Good day parents!
I would like to ask for your help on how to ask my mom to let me go on a road trip with my friends!
The problem is I’m currently 17, however some of my friends are 18. About 10 of us would be going, and only around half are 18. She knows all of my friends and most of their parents. Most of my friends are guys so idk how she would feel about it.
The trip is about 3 hours away. I really want to go because it is my senior year and by the time I’m 18 we will all be in different places.
I would give her everyone’s contact information, and an itinerary, as well as estimated costs. I could FaceTime and text her as well. Most of my friends are driving. I have even thought of asking her to come along if she will not allow me due to age? What do you all think?
I am a parent. If my 17 year old wanted to go on a road trip with ten friends…the answer would be NO. And I can’t imagine I would want to be the ONLY parent on such a trip.

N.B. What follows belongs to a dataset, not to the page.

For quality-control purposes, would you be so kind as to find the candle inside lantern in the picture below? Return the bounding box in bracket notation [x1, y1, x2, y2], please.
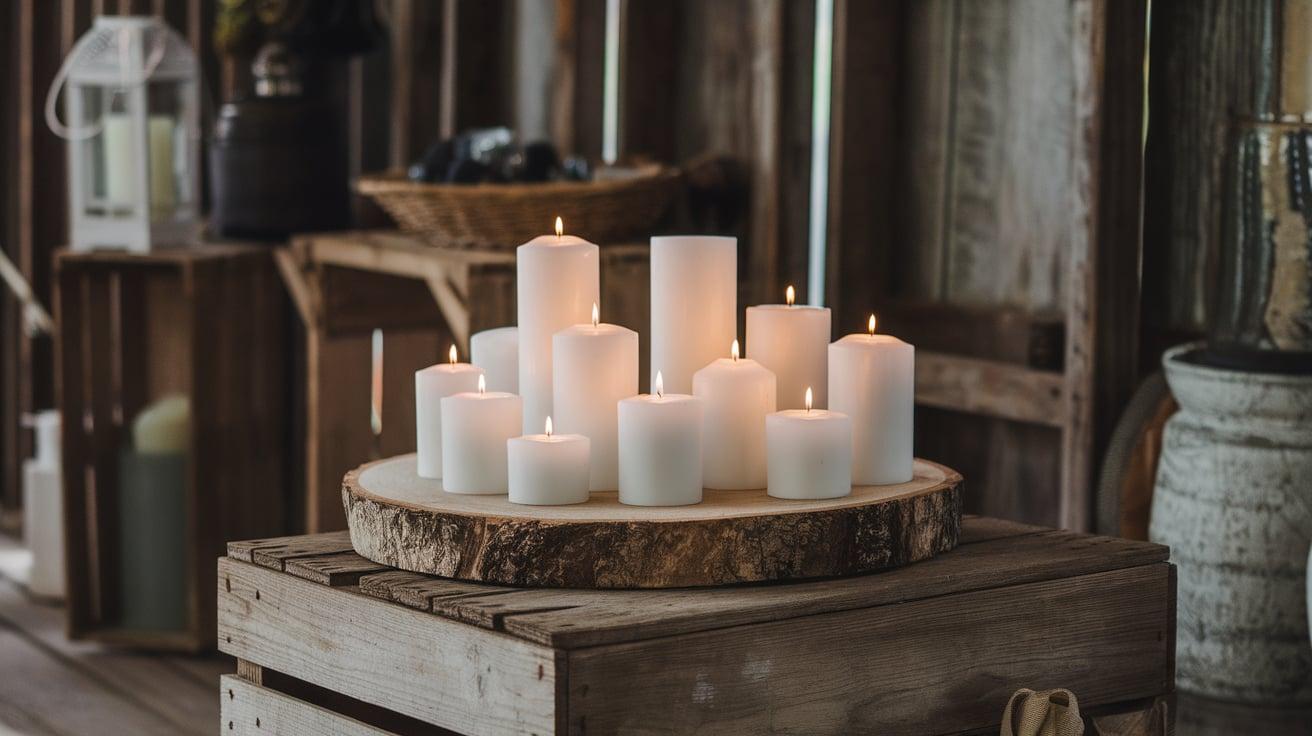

When do you plan to do this? Where are you planning to stay (some hotels, and places like Airbnb won’t allow you because you are too young). Who is paying and how much.
Isn’t there something you ten friends could do closer to home?
I think this would be detail specific. What, where, how why? Who’s at the other end.
My kid wanted to go to his buddy’s lake house. We where hesitant, but got to speak with his mother who gave us all the info he wouldn’t. Turned out it was a family affair, including grandma and grandpa – so no teenage shenanigans.
I would say no unless there were adult chaperones. Too many things could go south.
No. Ten 17-18 year old guys on a road trip? And are you female? How many days is this road trip for? Where exactly are you going that’s three hours away? I assume that drinking will be involved. No. Never going to happen in my home, not even if you are all guys. Nothing good will come of it. If all the other parents are happy with it, good for them. Sorry if that isn’t what you want to hear.
You are under 18, and in many places, you would be breaking a legal curfew after a certain hour.
@thumper1 is right, most places don’t allow kids to reserve hotel rooms for young adults.
Have your friends even thought that through? Where would you stay? How would you budget for food and expenses? I’m suspicious of a trip where you are exactly 3 hours away. Where are you going: to Tijuana or to Canada?
Ten children on a road trip is a dangerous recipe for disaster.
we’re planning on doing this on a three day weekend coming up, and staying in a cabin. we would all split up the costs, no drinking or anything illegal.
we could make a reservation, you need to be 18 and half of my friends are already of that age. yes it is guys and girls.
the roadtrip would be 3 days, leave friday and come back monday.
we’re still calculating how much we would need to pay, and rooming because there are guys & girls. most of my friends would drive and take one friend in the car with them
overall i just would like to know what could get me a chance of my mother saying yes, what could i do to improve the plan? we are all pretty responsible.
I’d be more likely to approve if everyone was catching a bus to get to destination. I’m sorry, co-Ed sleepovers of large groups is asking for trouble. I’d say no.
there isn’t any to there, and yeah maybe. i’m just looking for tips.
honestly we’ve just wanted to go on a roadtrip forever and all of our other friends do it. we want to have the best time possible before college, and by the time half of us are 18, we won’t be together, we’re all gonna be in different cities.
like we have an itinerary for the trip, we would visit museums, take pics, go to parks, skiing, etc
we can also fish and go to their downtown area as well
it’s about 169 miles away from home
My D’s would never have asked this question at 17 because they know the answer would have been no.
i feel like it would serve to prove i am responsible and everything since I am moving away in 6 months for college, at the age of 17.
There aren’t any “magic words” to get permission in this case. Your mom will decide all on her own with no help from
you or anyone here. Most of that will be dependent on how responsible she perceives you to be and how well she knows your friends.
Travel plans are important–driving is a biggie .
Accommodations.
Having a planned agenda is good. But every parent knows agendas are “subject to change”.
It is true that you’ll be off to college soon…but “last fling” party definitely isn’t a selling point.
“All our other friends do it” is also not a selling point.
@yikespa The problem here is that you are asking a bunch of people who can remember what it was like to be 17 -18 and who can remember all the dumb and dangerous things kids often do at that age. Your mother fits that description too. And the odds of 10 teenagers going off on an unsupervised three day road trip without at least one of them doing something really foolish and/or dangerous during that time are pretty low.
My daughters were the most responsible kids I’ve known, but unless there were a lot of adult supervision on such a trip my answer would be No.